Asthma doesn't seem to bother me any more unless I'm around cigars or dogs. The thing that would bother me most would be a dog smoking a cigar.
-- Steve Allen
When you take a close look at Mr. Allen's joke, you realize that the joke works because it combines two basic ideas.
You see, if dogs wearing hats and sunglasses were introduced in the first sentence, the joke wouldn't be as funny. It's the unexpected combination of a plain ol' dog smoking a cigar that strikes people as funny.
In software terms, we'd say that two highly cohesive, loosely coupled components were combined. When design is done right the final result is software Legos. And that's the key -- creating building blocks so your creative self can multiply, rearrange, recombine...
Let me give you an example. About a year ago I was working on a project that used an Excel spreadsheet. First I wrote an Excel custom function that gave the price of a product; without this function the numbers would've been flying everywhere. Next I wrote an Excel macro that managed scenarios through key-value pairs (yes, good design even makes Excel easier to use).

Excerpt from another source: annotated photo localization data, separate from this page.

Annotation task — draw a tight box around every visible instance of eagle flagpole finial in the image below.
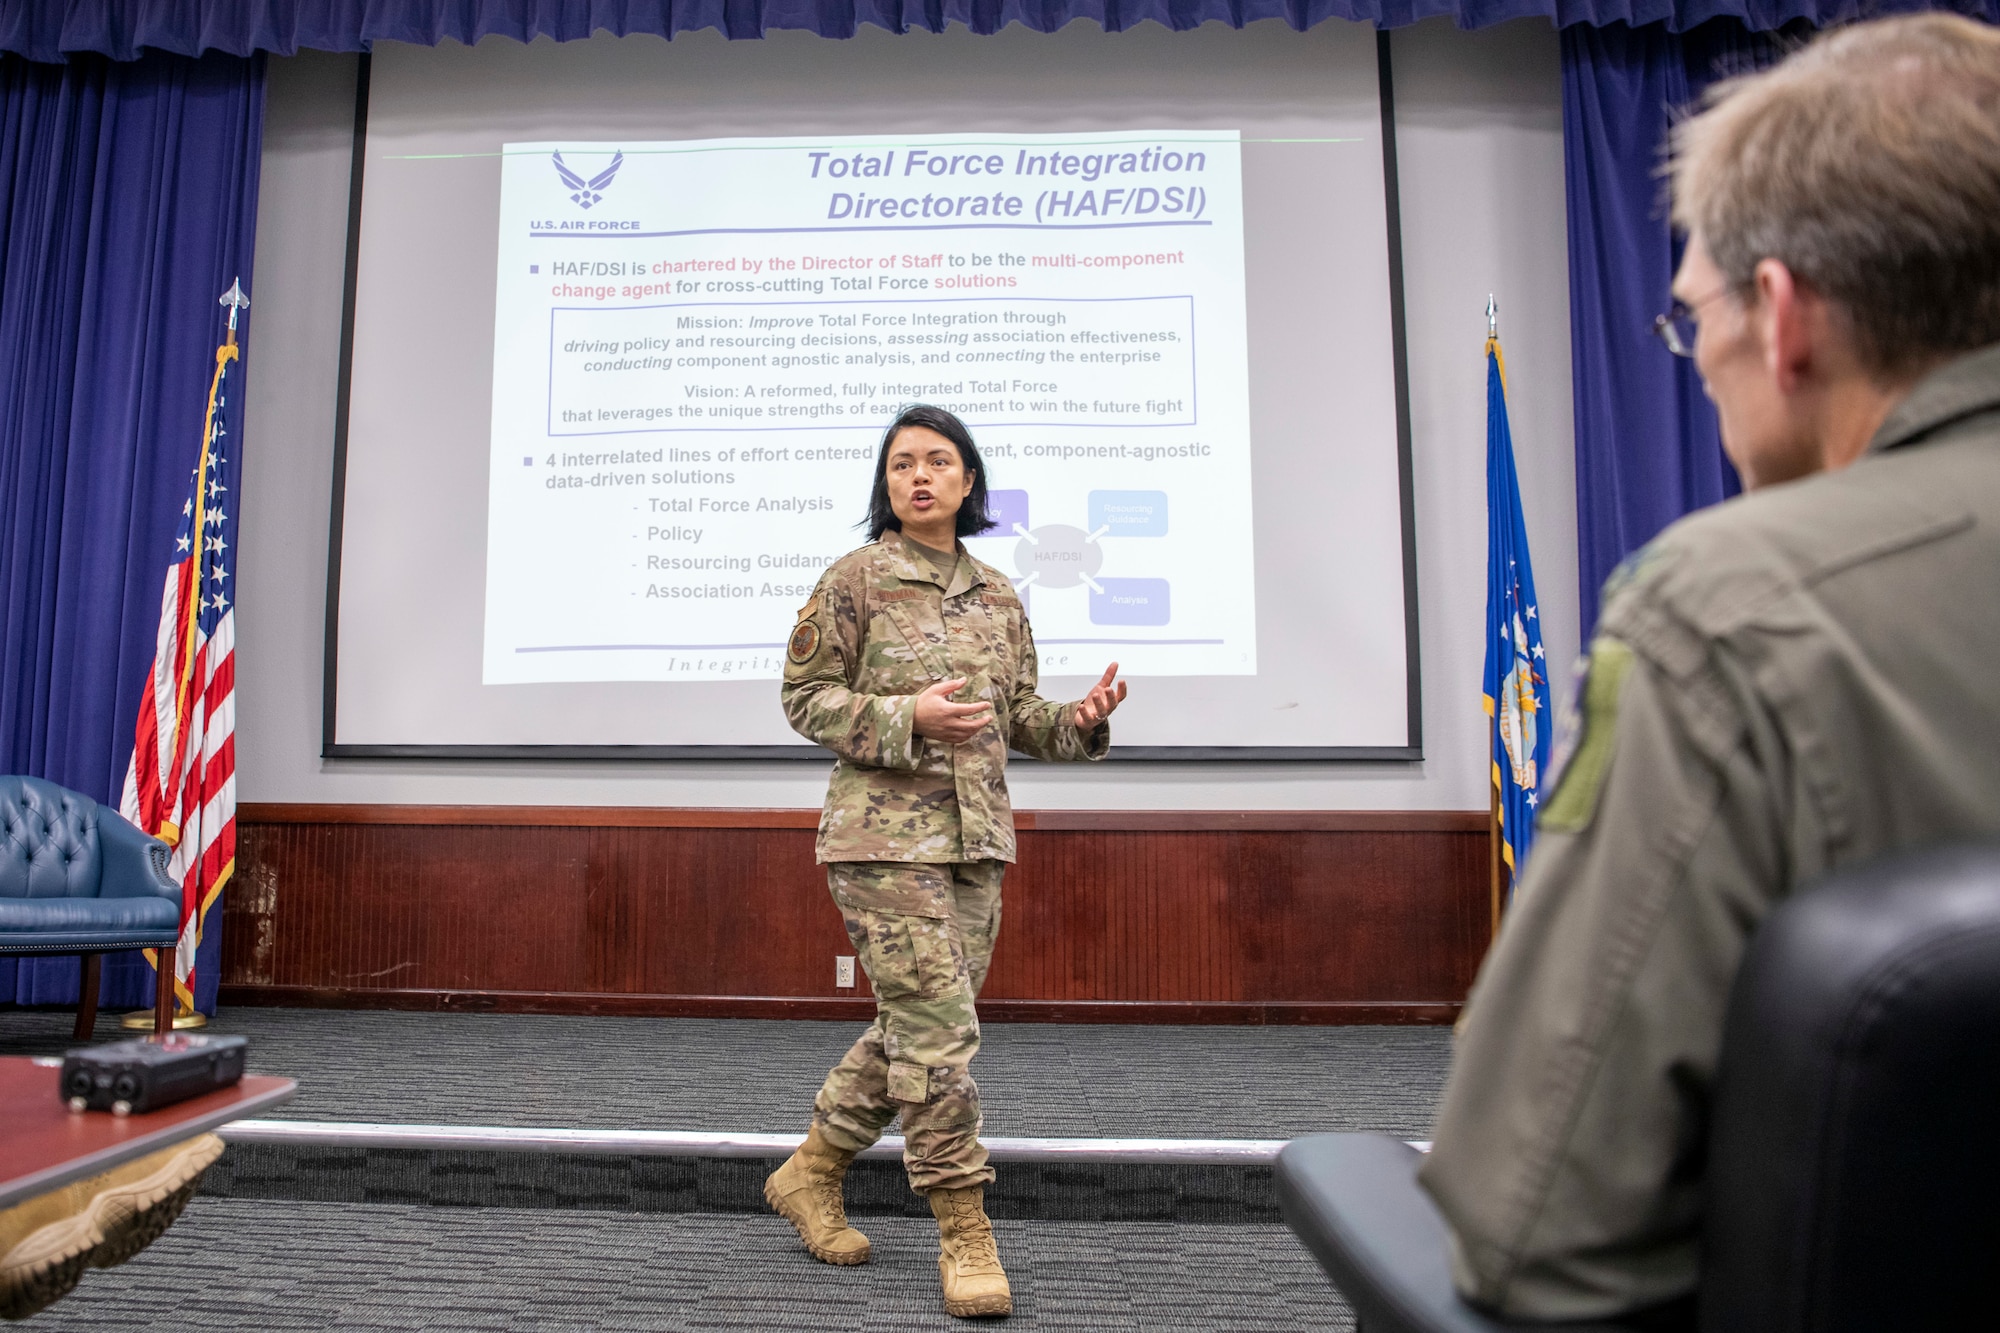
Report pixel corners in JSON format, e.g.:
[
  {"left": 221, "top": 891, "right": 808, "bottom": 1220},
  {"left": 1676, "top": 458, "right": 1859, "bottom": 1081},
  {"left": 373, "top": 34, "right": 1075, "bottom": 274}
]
[{"left": 219, "top": 278, "right": 250, "bottom": 345}]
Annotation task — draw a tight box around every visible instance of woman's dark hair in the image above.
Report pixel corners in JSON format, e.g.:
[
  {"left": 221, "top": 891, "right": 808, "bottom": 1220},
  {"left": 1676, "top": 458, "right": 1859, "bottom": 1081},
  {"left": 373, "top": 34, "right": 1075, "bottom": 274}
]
[{"left": 863, "top": 404, "right": 996, "bottom": 541}]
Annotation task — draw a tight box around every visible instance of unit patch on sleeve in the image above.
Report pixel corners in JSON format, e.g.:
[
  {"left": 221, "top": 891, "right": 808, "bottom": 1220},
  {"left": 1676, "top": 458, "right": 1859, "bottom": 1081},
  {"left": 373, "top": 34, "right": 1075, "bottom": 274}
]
[
  {"left": 787, "top": 596, "right": 823, "bottom": 665},
  {"left": 1538, "top": 637, "right": 1635, "bottom": 834}
]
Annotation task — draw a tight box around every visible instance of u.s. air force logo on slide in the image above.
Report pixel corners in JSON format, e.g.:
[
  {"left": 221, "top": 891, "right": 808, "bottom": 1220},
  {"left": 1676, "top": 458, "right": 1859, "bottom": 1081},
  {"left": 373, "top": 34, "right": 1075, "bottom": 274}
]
[
  {"left": 552, "top": 150, "right": 623, "bottom": 210},
  {"left": 788, "top": 596, "right": 822, "bottom": 664}
]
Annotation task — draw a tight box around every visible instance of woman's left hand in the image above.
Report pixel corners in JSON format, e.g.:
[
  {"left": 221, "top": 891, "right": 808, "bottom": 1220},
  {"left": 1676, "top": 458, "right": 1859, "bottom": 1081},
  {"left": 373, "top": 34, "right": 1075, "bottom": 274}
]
[{"left": 1073, "top": 662, "right": 1128, "bottom": 730}]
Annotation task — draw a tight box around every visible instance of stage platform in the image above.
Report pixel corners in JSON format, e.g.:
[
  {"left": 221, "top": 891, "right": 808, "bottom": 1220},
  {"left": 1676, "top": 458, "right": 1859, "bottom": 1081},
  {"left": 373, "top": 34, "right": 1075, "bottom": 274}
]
[
  {"left": 2, "top": 1006, "right": 1448, "bottom": 1329},
  {"left": 0, "top": 1006, "right": 1451, "bottom": 1138}
]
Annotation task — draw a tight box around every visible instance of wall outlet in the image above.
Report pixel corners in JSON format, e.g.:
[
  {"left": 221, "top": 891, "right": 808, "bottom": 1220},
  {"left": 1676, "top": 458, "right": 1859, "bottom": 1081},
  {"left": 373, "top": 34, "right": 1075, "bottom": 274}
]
[{"left": 835, "top": 956, "right": 856, "bottom": 988}]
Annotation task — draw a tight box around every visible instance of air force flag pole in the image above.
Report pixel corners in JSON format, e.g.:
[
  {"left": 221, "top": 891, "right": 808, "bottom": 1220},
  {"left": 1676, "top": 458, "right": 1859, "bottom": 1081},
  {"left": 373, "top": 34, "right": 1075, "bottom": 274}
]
[
  {"left": 119, "top": 279, "right": 246, "bottom": 1027},
  {"left": 1482, "top": 300, "right": 1550, "bottom": 933}
]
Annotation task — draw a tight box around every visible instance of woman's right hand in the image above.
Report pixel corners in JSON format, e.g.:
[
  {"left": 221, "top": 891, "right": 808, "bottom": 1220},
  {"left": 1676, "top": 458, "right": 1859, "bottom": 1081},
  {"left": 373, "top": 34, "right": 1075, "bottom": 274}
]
[{"left": 912, "top": 677, "right": 993, "bottom": 743}]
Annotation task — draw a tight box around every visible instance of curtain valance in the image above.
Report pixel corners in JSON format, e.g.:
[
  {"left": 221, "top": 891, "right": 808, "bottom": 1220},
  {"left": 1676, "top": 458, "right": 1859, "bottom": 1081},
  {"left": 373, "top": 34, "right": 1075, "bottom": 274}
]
[{"left": 6, "top": 0, "right": 1995, "bottom": 62}]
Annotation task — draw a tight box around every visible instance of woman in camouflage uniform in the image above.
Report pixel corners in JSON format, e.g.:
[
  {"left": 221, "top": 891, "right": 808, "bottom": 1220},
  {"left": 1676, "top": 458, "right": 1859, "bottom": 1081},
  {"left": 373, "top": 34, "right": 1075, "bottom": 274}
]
[{"left": 765, "top": 404, "right": 1126, "bottom": 1319}]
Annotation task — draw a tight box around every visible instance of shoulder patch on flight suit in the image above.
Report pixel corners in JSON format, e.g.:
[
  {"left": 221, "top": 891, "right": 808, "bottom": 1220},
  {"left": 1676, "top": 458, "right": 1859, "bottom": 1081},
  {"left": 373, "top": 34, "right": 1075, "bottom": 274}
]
[
  {"left": 1600, "top": 540, "right": 1677, "bottom": 608},
  {"left": 1538, "top": 638, "right": 1635, "bottom": 834}
]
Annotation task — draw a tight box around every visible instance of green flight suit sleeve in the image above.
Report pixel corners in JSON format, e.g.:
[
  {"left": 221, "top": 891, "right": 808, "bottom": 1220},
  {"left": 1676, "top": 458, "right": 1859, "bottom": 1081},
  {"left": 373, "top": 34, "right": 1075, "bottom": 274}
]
[
  {"left": 1004, "top": 617, "right": 1109, "bottom": 763},
  {"left": 781, "top": 571, "right": 923, "bottom": 772},
  {"left": 1416, "top": 604, "right": 1796, "bottom": 1321}
]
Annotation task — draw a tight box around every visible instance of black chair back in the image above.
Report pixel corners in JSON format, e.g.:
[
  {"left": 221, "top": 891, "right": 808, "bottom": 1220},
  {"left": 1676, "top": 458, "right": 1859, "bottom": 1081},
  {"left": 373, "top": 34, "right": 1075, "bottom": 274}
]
[{"left": 1701, "top": 841, "right": 2000, "bottom": 1332}]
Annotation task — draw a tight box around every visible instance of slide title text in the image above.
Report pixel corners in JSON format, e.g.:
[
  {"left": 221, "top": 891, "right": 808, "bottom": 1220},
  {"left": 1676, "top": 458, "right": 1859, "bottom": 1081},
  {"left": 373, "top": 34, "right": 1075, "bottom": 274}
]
[{"left": 806, "top": 145, "right": 1212, "bottom": 224}]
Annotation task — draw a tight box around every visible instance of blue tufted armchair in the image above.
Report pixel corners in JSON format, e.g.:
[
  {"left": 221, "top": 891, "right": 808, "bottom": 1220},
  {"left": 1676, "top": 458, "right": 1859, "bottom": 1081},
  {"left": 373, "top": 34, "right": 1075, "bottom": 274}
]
[{"left": 0, "top": 776, "right": 182, "bottom": 1038}]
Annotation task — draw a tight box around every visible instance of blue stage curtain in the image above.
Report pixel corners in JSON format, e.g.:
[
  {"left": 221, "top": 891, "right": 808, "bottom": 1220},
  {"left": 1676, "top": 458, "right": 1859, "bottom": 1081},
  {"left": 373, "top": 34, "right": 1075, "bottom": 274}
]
[
  {"left": 0, "top": 50, "right": 263, "bottom": 1013},
  {"left": 1562, "top": 22, "right": 1740, "bottom": 638},
  {"left": 4, "top": 0, "right": 1999, "bottom": 59}
]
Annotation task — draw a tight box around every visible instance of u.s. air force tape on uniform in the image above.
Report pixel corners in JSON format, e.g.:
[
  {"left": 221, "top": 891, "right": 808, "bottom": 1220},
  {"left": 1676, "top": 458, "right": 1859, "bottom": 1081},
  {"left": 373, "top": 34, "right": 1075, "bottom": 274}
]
[
  {"left": 1538, "top": 637, "right": 1635, "bottom": 834},
  {"left": 788, "top": 596, "right": 822, "bottom": 665}
]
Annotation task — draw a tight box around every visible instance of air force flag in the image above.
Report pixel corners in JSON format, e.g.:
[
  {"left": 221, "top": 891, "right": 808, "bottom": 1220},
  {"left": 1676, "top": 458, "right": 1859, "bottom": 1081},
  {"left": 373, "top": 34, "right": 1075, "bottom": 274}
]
[{"left": 1482, "top": 334, "right": 1550, "bottom": 889}]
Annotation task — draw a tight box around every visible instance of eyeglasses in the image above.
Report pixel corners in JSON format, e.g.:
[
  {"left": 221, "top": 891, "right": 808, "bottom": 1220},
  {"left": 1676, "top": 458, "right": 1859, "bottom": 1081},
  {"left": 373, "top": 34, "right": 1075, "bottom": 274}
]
[{"left": 1652, "top": 285, "right": 1736, "bottom": 358}]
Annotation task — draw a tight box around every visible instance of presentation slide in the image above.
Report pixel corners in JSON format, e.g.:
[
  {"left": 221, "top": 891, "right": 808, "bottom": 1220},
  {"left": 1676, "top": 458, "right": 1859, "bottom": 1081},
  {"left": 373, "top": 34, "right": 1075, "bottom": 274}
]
[
  {"left": 329, "top": 23, "right": 1417, "bottom": 755},
  {"left": 483, "top": 132, "right": 1253, "bottom": 685}
]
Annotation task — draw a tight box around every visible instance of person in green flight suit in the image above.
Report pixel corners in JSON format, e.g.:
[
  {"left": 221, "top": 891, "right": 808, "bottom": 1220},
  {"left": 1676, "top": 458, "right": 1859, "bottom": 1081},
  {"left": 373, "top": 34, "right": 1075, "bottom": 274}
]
[
  {"left": 1421, "top": 15, "right": 2000, "bottom": 1327},
  {"left": 765, "top": 403, "right": 1127, "bottom": 1319}
]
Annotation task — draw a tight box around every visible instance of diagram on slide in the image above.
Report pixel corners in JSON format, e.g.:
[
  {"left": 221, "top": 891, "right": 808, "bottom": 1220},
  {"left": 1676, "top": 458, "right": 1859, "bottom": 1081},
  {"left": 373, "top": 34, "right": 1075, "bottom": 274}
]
[
  {"left": 481, "top": 129, "right": 1256, "bottom": 683},
  {"left": 984, "top": 489, "right": 1171, "bottom": 626}
]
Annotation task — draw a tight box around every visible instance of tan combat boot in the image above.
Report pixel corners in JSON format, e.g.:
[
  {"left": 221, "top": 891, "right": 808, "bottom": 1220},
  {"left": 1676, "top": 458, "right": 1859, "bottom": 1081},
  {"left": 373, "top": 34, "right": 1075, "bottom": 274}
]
[
  {"left": 0, "top": 1179, "right": 102, "bottom": 1320},
  {"left": 764, "top": 1124, "right": 871, "bottom": 1264},
  {"left": 85, "top": 1132, "right": 224, "bottom": 1269},
  {"left": 927, "top": 1185, "right": 1012, "bottom": 1318},
  {"left": 0, "top": 1132, "right": 223, "bottom": 1320}
]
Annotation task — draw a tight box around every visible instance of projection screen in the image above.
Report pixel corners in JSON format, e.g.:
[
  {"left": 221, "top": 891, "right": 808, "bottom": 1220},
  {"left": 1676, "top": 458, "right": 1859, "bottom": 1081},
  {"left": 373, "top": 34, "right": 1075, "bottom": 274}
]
[{"left": 324, "top": 21, "right": 1419, "bottom": 759}]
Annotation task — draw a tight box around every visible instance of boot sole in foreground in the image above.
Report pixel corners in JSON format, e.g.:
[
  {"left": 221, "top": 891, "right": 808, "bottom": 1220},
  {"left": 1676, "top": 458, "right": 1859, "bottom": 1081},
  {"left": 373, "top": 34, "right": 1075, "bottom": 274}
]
[
  {"left": 90, "top": 1177, "right": 202, "bottom": 1269},
  {"left": 0, "top": 1227, "right": 97, "bottom": 1321},
  {"left": 88, "top": 1133, "right": 225, "bottom": 1270},
  {"left": 762, "top": 1176, "right": 870, "bottom": 1266},
  {"left": 0, "top": 1133, "right": 219, "bottom": 1319}
]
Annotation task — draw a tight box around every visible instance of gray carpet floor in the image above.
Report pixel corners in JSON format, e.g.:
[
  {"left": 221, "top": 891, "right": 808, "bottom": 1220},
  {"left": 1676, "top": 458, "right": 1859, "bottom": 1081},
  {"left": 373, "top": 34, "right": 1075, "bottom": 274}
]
[
  {"left": 27, "top": 1197, "right": 1355, "bottom": 1332},
  {"left": 0, "top": 1007, "right": 1453, "bottom": 1140}
]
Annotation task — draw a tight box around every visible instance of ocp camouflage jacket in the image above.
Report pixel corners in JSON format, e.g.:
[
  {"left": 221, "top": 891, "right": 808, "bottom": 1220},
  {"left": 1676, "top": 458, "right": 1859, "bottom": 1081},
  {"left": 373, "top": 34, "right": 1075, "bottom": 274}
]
[{"left": 782, "top": 528, "right": 1108, "bottom": 863}]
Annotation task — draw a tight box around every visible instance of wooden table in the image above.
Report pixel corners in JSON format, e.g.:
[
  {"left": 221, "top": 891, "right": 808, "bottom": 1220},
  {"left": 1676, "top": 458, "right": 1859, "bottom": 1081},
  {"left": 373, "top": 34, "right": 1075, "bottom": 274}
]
[{"left": 0, "top": 1056, "right": 296, "bottom": 1209}]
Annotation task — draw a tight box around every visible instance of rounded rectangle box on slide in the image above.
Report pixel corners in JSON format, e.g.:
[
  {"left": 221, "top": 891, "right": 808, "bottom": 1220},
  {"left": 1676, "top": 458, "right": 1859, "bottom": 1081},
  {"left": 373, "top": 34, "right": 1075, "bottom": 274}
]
[
  {"left": 1088, "top": 489, "right": 1169, "bottom": 537},
  {"left": 1091, "top": 578, "right": 1171, "bottom": 625}
]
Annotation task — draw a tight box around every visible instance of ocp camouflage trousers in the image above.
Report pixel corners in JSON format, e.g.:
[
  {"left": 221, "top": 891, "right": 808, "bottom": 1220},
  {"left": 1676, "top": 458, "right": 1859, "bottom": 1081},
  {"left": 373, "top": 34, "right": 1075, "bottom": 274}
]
[{"left": 813, "top": 860, "right": 1005, "bottom": 1194}]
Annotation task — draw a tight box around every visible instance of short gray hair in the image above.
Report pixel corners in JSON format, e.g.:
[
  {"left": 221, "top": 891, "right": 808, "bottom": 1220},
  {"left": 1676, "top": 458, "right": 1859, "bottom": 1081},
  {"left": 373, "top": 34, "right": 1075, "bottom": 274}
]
[{"left": 1671, "top": 14, "right": 2000, "bottom": 378}]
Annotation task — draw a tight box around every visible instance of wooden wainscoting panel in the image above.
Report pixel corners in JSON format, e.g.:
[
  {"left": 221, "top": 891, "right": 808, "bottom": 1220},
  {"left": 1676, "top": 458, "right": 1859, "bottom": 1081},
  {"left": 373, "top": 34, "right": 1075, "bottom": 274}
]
[
  {"left": 221, "top": 807, "right": 1488, "bottom": 1023},
  {"left": 984, "top": 828, "right": 1489, "bottom": 1005},
  {"left": 234, "top": 804, "right": 822, "bottom": 828}
]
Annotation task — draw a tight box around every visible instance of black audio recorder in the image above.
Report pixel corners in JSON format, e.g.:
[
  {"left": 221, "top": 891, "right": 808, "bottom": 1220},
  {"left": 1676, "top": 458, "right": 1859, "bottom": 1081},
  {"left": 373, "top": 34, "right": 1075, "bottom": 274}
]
[{"left": 61, "top": 1033, "right": 248, "bottom": 1115}]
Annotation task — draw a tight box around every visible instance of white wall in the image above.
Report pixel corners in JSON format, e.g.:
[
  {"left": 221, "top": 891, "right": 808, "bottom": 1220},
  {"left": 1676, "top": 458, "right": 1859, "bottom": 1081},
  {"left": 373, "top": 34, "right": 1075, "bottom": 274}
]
[{"left": 235, "top": 17, "right": 1577, "bottom": 811}]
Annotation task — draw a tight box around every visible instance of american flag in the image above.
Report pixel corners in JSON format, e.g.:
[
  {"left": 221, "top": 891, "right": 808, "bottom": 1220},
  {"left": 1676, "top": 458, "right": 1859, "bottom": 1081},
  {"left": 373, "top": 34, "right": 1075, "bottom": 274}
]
[{"left": 119, "top": 280, "right": 246, "bottom": 1017}]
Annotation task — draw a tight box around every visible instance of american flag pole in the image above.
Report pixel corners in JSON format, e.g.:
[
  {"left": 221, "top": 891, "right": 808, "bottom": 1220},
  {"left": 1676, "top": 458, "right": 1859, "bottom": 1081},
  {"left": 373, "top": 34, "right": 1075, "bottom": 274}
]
[{"left": 119, "top": 279, "right": 246, "bottom": 1029}]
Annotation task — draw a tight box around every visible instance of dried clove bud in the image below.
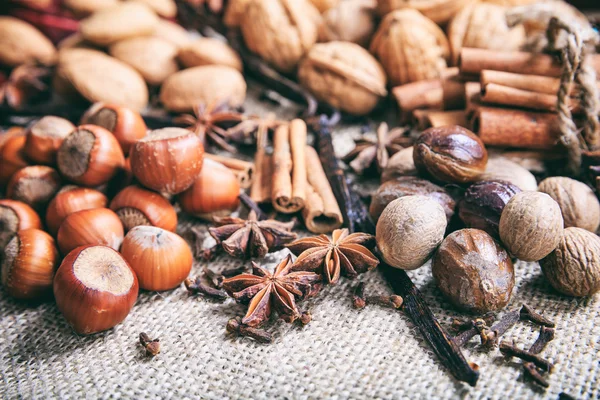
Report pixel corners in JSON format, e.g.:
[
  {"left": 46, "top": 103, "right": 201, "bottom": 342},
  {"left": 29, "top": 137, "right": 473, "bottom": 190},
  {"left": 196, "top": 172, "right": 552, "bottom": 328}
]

By combining the price function (the dog) with the scenario building block (the cigar), we produced models in half the time. The building blocks allowed us to reduce the number of key variables and present information like the heads-up display of a fighter pilot -- we were flying by wire. And that's important because either the numbers fly you or you fly the numbers.
What's more, as other people saw this model they began to assimilate the two building blocks into their spreadsheets -- the Legos of change became part of the corporate DNA.
Now, here's the beauty of this approach: You don't have to write War and Peace. Instead, rely on creativity to produce a series of building blocks. In the Excel example, I spent about three hours on each function. The real fun starts after you've developed seven or more Legos, because that's when the combinations are endless and it becomes pure play... multiply here, recombine here, play it backwards here. Now you're working as an artist.
And it's more than software; I'm talking about all things business. You can create a visual, a five minute presentation, or a metaphor -- the engine of creativity that jump-starts innovation and drives vital DNA into the heart of your organization.